私は喜び勇んで新しい店や食品を開拓した。「食エッセイ」は、その取材記録ともなった。
老騎士の執筆が終わると、当然のことながら「食エッセイ」の執筆は止まった。
止まったのだけれど、時々、「あ、これは食エッセイ向きの話になるな」と思えるような体験をすることがあり、ぽつぽつと書き足した。
先日、ある店で昼食を取り、「そうだ。このラーメンのことを食エッセイに書こう」と思った。
しかし、すでに書いたような気もする。
そこで過去の「食エッセイ」を調べたのだが、多数の活動報告に埋もれた「食エッセイ」を見つけること自体、多少手間がかかったし、特定の対象について書いたか書いていないかを確認するのは、なかなか大変だった。
今となってみれば、「食エッセイ」全体を一目で見渡せるようにしておきたい。
というわけで、このたび「食エッセイ」を作品として掲載することにした。
今までのエッセイを取りまとめるのがおもな目的なので、今後の更新頻度は非常に低いと思われる。

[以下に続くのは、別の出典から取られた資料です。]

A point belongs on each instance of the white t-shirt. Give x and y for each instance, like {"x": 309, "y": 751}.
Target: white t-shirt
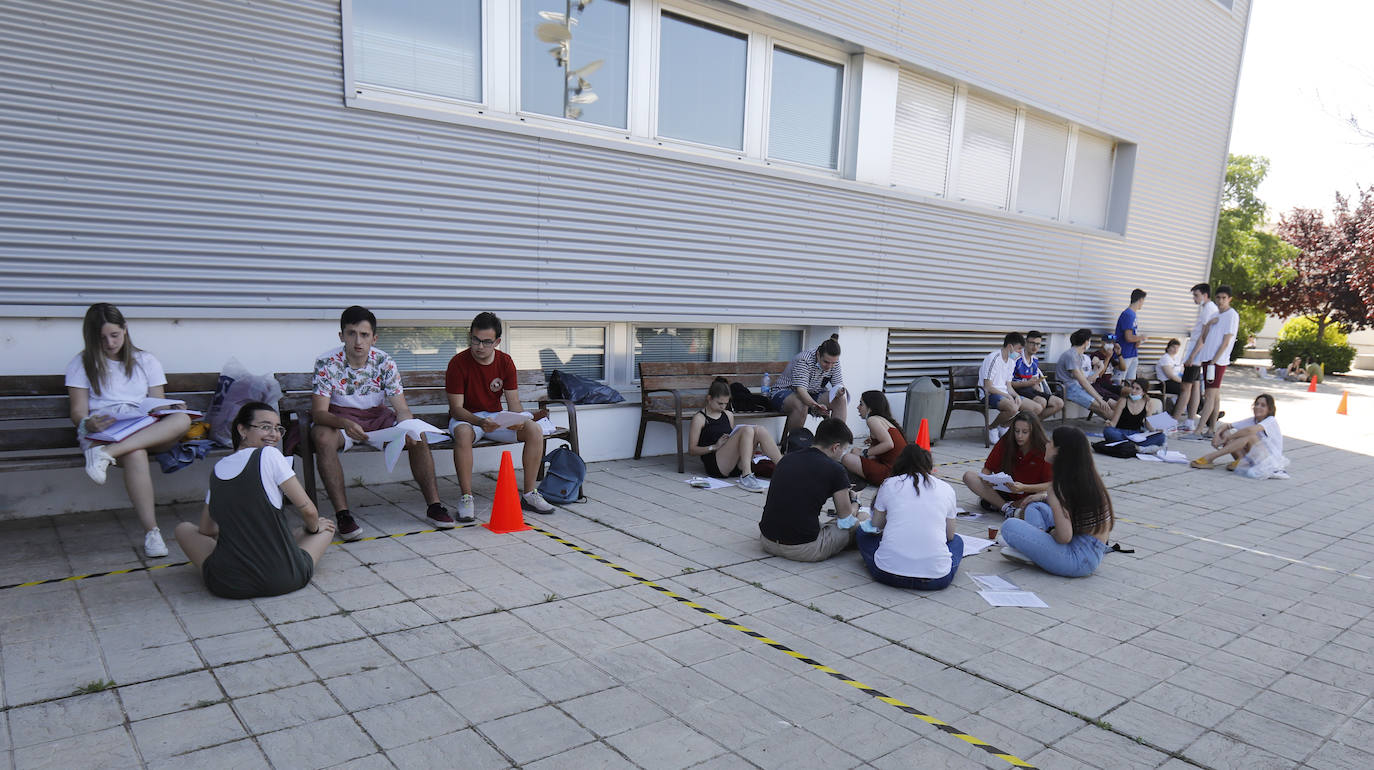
{"x": 999, "y": 371}
{"x": 1268, "y": 429}
{"x": 275, "y": 470}
{"x": 1207, "y": 311}
{"x": 914, "y": 536}
{"x": 1226, "y": 323}
{"x": 1172, "y": 363}
{"x": 118, "y": 389}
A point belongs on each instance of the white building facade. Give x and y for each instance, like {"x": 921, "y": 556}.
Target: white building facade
{"x": 730, "y": 182}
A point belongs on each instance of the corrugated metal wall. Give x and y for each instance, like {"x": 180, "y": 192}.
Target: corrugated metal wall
{"x": 172, "y": 154}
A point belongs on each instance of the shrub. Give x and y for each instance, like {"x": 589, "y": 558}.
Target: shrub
{"x": 1299, "y": 338}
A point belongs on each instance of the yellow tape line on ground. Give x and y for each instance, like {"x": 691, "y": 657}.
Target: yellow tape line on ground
{"x": 779, "y": 646}
{"x": 150, "y": 568}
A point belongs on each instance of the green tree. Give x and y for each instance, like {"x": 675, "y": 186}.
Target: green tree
{"x": 1246, "y": 257}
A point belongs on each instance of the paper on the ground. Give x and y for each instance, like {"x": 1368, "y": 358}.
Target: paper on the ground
{"x": 510, "y": 418}
{"x": 1011, "y": 598}
{"x": 1161, "y": 421}
{"x": 994, "y": 583}
{"x": 974, "y": 545}
{"x": 998, "y": 480}
{"x": 711, "y": 483}
{"x": 392, "y": 440}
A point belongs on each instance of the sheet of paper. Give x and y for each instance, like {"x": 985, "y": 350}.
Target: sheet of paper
{"x": 994, "y": 583}
{"x": 709, "y": 483}
{"x": 1161, "y": 421}
{"x": 392, "y": 440}
{"x": 1011, "y": 598}
{"x": 509, "y": 418}
{"x": 974, "y": 545}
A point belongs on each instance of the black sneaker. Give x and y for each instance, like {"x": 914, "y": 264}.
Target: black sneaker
{"x": 438, "y": 514}
{"x": 348, "y": 528}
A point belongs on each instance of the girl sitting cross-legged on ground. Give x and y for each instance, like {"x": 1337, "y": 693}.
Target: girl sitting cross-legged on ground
{"x": 1255, "y": 442}
{"x": 1128, "y": 417}
{"x": 1065, "y": 528}
{"x": 107, "y": 381}
{"x": 1018, "y": 454}
{"x": 726, "y": 450}
{"x": 915, "y": 512}
{"x": 885, "y": 440}
{"x": 243, "y": 546}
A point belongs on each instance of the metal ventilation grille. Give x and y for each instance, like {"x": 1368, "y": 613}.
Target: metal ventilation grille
{"x": 930, "y": 352}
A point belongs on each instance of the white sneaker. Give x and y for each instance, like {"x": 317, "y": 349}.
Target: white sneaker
{"x": 533, "y": 501}
{"x": 752, "y": 483}
{"x": 466, "y": 510}
{"x": 98, "y": 461}
{"x": 153, "y": 545}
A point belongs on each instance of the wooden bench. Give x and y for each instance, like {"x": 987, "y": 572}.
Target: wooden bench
{"x": 36, "y": 431}
{"x": 672, "y": 392}
{"x": 429, "y": 402}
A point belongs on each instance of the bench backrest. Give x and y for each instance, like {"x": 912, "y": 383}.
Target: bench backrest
{"x": 422, "y": 388}
{"x": 963, "y": 384}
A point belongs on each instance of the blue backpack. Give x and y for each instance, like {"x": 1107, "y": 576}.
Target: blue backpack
{"x": 564, "y": 477}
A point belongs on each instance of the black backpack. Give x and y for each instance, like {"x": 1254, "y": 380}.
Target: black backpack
{"x": 742, "y": 399}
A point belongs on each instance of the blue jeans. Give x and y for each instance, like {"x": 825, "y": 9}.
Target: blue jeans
{"x": 869, "y": 546}
{"x": 1110, "y": 435}
{"x": 1076, "y": 558}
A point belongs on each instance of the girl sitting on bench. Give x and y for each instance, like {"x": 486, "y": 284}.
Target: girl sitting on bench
{"x": 109, "y": 380}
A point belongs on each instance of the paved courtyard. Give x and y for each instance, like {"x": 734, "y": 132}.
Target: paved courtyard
{"x": 1238, "y": 634}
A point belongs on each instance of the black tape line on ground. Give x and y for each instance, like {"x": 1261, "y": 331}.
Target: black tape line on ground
{"x": 151, "y": 567}
{"x": 943, "y": 726}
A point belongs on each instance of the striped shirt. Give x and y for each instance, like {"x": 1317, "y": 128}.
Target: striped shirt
{"x": 804, "y": 371}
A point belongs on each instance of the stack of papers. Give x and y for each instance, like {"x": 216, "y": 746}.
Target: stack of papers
{"x": 999, "y": 591}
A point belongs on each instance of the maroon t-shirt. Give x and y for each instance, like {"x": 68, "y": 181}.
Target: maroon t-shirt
{"x": 1029, "y": 468}
{"x": 482, "y": 387}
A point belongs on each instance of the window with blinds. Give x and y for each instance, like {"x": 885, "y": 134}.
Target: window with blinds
{"x": 767, "y": 344}
{"x": 1091, "y": 189}
{"x": 422, "y": 348}
{"x": 1043, "y": 153}
{"x": 419, "y": 46}
{"x": 580, "y": 349}
{"x": 984, "y": 173}
{"x": 672, "y": 344}
{"x": 921, "y": 139}
{"x": 804, "y": 110}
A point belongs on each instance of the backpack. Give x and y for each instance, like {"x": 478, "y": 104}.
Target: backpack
{"x": 1123, "y": 450}
{"x": 564, "y": 477}
{"x": 797, "y": 440}
{"x": 742, "y": 399}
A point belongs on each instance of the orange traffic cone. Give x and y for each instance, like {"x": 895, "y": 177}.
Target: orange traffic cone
{"x": 506, "y": 516}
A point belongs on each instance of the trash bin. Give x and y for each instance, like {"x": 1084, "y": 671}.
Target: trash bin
{"x": 925, "y": 399}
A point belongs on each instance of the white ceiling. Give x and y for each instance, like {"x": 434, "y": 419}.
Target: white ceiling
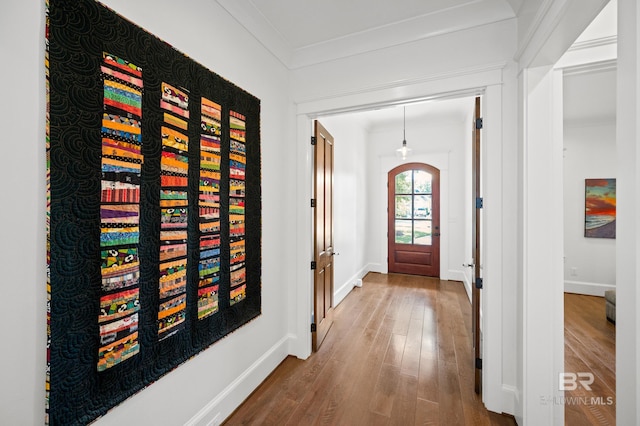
{"x": 303, "y": 32}
{"x": 304, "y": 23}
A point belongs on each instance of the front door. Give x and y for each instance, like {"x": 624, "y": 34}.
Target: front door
{"x": 323, "y": 236}
{"x": 414, "y": 220}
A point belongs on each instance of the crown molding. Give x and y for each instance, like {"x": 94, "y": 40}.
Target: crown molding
{"x": 445, "y": 21}
{"x": 593, "y": 67}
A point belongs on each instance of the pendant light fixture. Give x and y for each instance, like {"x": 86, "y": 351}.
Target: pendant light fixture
{"x": 404, "y": 151}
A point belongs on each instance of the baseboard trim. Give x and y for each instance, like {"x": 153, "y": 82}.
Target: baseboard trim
{"x": 589, "y": 289}
{"x": 345, "y": 288}
{"x": 231, "y": 397}
{"x": 509, "y": 399}
{"x": 377, "y": 267}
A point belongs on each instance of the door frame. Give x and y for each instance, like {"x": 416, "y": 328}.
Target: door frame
{"x": 489, "y": 83}
{"x": 436, "y": 217}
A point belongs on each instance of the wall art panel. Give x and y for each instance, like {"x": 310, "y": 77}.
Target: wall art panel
{"x": 153, "y": 209}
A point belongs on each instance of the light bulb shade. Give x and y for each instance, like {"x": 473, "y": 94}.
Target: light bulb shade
{"x": 404, "y": 151}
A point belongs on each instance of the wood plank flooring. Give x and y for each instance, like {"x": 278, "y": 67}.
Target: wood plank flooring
{"x": 399, "y": 353}
{"x": 589, "y": 345}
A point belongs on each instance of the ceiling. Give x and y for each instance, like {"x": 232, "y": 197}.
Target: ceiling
{"x": 303, "y": 32}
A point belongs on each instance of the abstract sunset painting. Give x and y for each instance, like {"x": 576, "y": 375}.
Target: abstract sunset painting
{"x": 600, "y": 208}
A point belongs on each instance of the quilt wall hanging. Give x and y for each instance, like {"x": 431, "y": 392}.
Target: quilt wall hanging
{"x": 153, "y": 209}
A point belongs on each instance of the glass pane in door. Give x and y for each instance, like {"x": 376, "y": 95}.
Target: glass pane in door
{"x": 403, "y": 182}
{"x": 422, "y": 207}
{"x": 422, "y": 182}
{"x": 422, "y": 232}
{"x": 403, "y": 232}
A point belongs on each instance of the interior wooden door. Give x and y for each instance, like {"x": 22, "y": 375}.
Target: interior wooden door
{"x": 475, "y": 241}
{"x": 414, "y": 220}
{"x": 323, "y": 236}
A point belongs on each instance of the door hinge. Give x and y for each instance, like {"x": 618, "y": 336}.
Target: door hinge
{"x": 479, "y": 363}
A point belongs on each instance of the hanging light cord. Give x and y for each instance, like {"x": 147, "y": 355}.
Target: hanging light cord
{"x": 404, "y": 125}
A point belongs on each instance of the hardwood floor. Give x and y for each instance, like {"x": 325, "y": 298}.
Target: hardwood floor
{"x": 399, "y": 353}
{"x": 590, "y": 347}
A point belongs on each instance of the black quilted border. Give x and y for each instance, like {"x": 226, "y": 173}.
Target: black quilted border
{"x": 79, "y": 32}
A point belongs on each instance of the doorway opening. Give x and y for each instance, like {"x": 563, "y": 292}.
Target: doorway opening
{"x": 413, "y": 227}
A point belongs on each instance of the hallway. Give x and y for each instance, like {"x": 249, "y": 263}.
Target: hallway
{"x": 399, "y": 353}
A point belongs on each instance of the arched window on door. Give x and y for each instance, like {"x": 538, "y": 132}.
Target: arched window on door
{"x": 414, "y": 219}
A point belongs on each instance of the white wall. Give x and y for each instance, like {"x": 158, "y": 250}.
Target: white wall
{"x": 350, "y": 203}
{"x": 423, "y": 69}
{"x": 628, "y": 214}
{"x": 590, "y": 152}
{"x": 218, "y": 379}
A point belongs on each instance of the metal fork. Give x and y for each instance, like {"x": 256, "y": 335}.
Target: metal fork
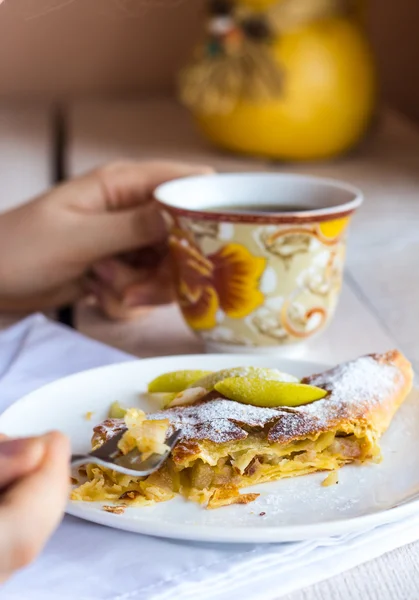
{"x": 109, "y": 456}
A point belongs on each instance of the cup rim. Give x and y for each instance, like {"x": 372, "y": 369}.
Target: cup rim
{"x": 299, "y": 216}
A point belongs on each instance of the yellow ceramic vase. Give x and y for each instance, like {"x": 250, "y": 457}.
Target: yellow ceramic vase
{"x": 326, "y": 102}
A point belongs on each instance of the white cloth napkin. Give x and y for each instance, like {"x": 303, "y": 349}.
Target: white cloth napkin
{"x": 84, "y": 561}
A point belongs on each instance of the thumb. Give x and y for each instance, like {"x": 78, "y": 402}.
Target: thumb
{"x": 116, "y": 204}
{"x": 111, "y": 233}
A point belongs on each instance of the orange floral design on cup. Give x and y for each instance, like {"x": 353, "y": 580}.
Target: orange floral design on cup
{"x": 226, "y": 280}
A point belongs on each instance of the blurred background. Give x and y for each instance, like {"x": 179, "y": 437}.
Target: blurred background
{"x": 89, "y": 48}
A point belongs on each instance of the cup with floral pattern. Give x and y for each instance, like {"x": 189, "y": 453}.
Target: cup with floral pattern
{"x": 258, "y": 257}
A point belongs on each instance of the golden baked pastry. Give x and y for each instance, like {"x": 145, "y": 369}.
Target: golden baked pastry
{"x": 226, "y": 445}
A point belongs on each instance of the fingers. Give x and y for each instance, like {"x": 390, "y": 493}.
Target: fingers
{"x": 123, "y": 292}
{"x": 127, "y": 184}
{"x": 115, "y": 203}
{"x": 31, "y": 509}
{"x": 18, "y": 458}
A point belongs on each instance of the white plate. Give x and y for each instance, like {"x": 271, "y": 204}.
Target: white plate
{"x": 294, "y": 509}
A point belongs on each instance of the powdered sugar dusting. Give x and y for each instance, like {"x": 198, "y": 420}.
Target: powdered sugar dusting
{"x": 217, "y": 420}
{"x": 355, "y": 389}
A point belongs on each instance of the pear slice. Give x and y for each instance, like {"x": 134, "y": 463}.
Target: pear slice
{"x": 268, "y": 393}
{"x": 116, "y": 411}
{"x": 176, "y": 381}
{"x": 210, "y": 381}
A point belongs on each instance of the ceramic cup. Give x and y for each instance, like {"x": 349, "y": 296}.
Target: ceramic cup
{"x": 253, "y": 280}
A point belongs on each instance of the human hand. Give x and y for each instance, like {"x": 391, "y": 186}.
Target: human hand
{"x": 68, "y": 242}
{"x": 34, "y": 484}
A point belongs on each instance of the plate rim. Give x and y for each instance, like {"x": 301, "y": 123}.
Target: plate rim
{"x": 217, "y": 533}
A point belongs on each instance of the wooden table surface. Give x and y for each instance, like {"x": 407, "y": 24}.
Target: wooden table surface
{"x": 379, "y": 307}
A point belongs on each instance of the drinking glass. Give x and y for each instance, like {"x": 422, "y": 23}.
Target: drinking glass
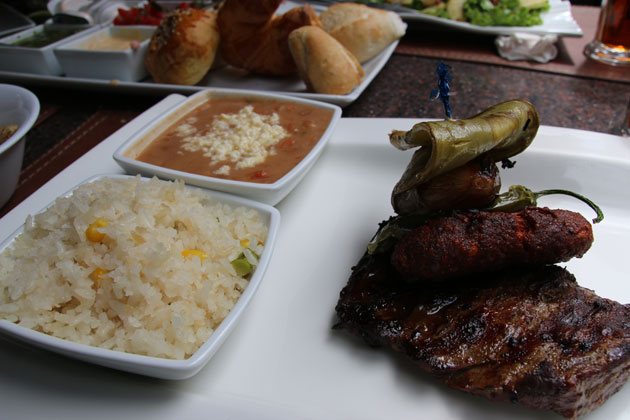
{"x": 612, "y": 40}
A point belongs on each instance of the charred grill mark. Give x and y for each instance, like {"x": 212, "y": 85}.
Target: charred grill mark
{"x": 529, "y": 335}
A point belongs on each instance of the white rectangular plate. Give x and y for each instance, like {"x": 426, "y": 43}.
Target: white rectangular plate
{"x": 226, "y": 77}
{"x": 284, "y": 361}
{"x": 557, "y": 21}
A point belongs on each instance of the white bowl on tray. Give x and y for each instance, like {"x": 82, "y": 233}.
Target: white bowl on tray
{"x": 83, "y": 58}
{"x": 42, "y": 60}
{"x": 20, "y": 107}
{"x": 164, "y": 368}
{"x": 270, "y": 193}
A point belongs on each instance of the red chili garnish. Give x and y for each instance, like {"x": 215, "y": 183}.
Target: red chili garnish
{"x": 286, "y": 144}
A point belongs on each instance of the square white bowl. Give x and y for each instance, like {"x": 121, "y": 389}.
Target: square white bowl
{"x": 266, "y": 193}
{"x": 155, "y": 366}
{"x": 35, "y": 60}
{"x": 125, "y": 65}
{"x": 20, "y": 107}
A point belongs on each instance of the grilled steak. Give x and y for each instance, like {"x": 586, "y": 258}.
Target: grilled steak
{"x": 529, "y": 336}
{"x": 480, "y": 241}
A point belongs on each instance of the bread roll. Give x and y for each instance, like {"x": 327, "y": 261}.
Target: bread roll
{"x": 364, "y": 31}
{"x": 183, "y": 47}
{"x": 323, "y": 63}
{"x": 254, "y": 38}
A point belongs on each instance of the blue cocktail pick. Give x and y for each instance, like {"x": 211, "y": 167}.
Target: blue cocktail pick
{"x": 444, "y": 87}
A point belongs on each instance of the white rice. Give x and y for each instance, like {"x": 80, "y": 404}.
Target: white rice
{"x": 151, "y": 299}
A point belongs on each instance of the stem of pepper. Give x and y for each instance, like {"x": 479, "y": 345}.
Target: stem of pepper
{"x": 590, "y": 203}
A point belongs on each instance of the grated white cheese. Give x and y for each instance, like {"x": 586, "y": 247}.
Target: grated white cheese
{"x": 244, "y": 139}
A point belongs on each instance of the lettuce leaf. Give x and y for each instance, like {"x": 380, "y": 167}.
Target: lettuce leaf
{"x": 505, "y": 13}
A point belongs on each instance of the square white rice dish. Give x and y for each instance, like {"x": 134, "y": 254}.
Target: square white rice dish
{"x": 147, "y": 267}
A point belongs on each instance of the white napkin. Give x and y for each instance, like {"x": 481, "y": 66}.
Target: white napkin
{"x": 522, "y": 46}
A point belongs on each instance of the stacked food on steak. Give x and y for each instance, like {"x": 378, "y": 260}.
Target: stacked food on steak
{"x": 472, "y": 295}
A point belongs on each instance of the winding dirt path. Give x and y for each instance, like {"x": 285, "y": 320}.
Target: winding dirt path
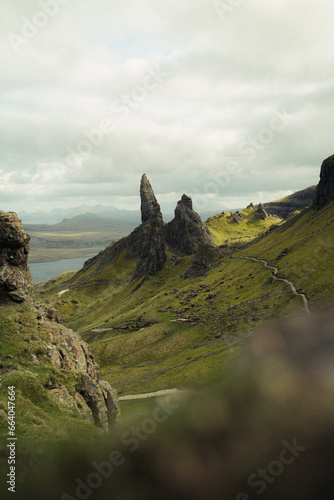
{"x": 289, "y": 283}
{"x": 166, "y": 392}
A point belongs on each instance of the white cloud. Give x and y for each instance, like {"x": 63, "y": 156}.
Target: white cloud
{"x": 220, "y": 83}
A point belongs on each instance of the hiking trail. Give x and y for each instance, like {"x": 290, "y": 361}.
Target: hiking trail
{"x": 291, "y": 285}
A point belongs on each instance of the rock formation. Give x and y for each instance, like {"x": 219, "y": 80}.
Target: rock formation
{"x": 153, "y": 252}
{"x": 64, "y": 349}
{"x": 325, "y": 189}
{"x": 187, "y": 233}
{"x": 149, "y": 205}
{"x": 260, "y": 212}
{"x": 15, "y": 277}
{"x": 95, "y": 398}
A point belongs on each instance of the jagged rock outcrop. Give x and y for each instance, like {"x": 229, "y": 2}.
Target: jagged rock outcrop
{"x": 325, "y": 190}
{"x": 64, "y": 348}
{"x": 238, "y": 217}
{"x": 15, "y": 277}
{"x": 153, "y": 251}
{"x": 260, "y": 212}
{"x": 187, "y": 233}
{"x": 95, "y": 399}
{"x": 149, "y": 206}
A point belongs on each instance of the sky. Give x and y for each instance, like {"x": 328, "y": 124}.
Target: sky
{"x": 230, "y": 102}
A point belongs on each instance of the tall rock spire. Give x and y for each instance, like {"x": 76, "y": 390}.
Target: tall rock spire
{"x": 187, "y": 233}
{"x": 150, "y": 208}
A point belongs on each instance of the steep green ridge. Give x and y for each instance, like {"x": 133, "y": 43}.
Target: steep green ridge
{"x": 294, "y": 202}
{"x": 183, "y": 326}
{"x": 233, "y": 229}
{"x": 303, "y": 250}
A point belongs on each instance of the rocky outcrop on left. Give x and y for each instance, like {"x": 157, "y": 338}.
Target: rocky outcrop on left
{"x": 95, "y": 398}
{"x": 65, "y": 349}
{"x": 15, "y": 277}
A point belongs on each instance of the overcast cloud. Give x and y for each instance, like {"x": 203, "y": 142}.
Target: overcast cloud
{"x": 229, "y": 101}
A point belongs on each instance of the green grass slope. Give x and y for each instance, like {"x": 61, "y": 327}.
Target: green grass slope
{"x": 173, "y": 331}
{"x": 289, "y": 204}
{"x": 227, "y": 229}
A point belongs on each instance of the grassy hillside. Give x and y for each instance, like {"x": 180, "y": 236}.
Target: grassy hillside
{"x": 232, "y": 229}
{"x": 289, "y": 204}
{"x": 174, "y": 331}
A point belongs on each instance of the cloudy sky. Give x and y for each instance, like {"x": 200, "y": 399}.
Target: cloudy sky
{"x": 228, "y": 101}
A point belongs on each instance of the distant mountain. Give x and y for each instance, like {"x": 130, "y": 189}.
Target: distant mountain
{"x": 57, "y": 215}
{"x": 110, "y": 212}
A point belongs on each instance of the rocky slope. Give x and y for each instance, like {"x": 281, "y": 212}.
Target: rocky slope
{"x": 56, "y": 346}
{"x": 325, "y": 189}
{"x": 15, "y": 276}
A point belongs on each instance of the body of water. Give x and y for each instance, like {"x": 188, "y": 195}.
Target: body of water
{"x": 41, "y": 271}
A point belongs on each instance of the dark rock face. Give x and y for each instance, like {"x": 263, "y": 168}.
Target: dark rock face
{"x": 95, "y": 399}
{"x": 15, "y": 276}
{"x": 152, "y": 240}
{"x": 149, "y": 205}
{"x": 187, "y": 233}
{"x": 261, "y": 213}
{"x": 325, "y": 190}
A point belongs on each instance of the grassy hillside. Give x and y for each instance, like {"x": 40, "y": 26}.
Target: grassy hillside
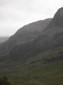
{"x": 45, "y": 69}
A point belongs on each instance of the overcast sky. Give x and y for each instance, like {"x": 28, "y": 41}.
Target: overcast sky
{"x": 16, "y": 13}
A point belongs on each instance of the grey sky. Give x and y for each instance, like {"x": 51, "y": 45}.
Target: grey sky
{"x": 16, "y": 13}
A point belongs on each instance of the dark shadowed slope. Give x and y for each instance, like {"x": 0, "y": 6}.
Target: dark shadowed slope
{"x": 3, "y": 39}
{"x": 25, "y": 34}
{"x": 51, "y": 38}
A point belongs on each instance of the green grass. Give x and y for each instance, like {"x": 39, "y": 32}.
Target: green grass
{"x": 36, "y": 70}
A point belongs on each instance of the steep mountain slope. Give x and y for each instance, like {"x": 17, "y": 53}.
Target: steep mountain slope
{"x": 25, "y": 34}
{"x": 39, "y": 61}
{"x": 3, "y": 39}
{"x": 50, "y": 39}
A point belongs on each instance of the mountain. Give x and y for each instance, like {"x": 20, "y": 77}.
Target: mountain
{"x": 51, "y": 38}
{"x": 24, "y": 34}
{"x": 38, "y": 61}
{"x": 3, "y": 39}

基本的に活動報告に発表したときのままだが、内容によっては若干の修正を加えた。
自分の心覚えのためだけというなら、活動報告に記述する必要はない。自分のパソコンに蓄積すればよいだけのことだ。また、作品として発表する必要もない。けれど実際に活動報告での「食エッセイ」にふれてくださったかたはよくご存じの通り、公開すればコメントを頂けることがある。そのコメントが楽しい。勉強にもなる。うれしい思いにならせてもらえたり、胸が温かくなったり、勇気を頂けることもある。
もしもこれから公開するエッセイに興味を感じてくださったなら、活動報告のほうでそのコメントを見ていただくのも一興かもしれない。
「小説家になろう」の感想欄の仕様が変わり、感想を特定の話に紐付けることができるようになったことも、今回、このエッセイを作品として投稿することにした理由の一つだ。
ある作曲家が、「観客席のざわめきが、この作品の中身だ」と言ったそうだが、そのエッセイもまた、コメントや感想を含めて味わっていただけたらと思う。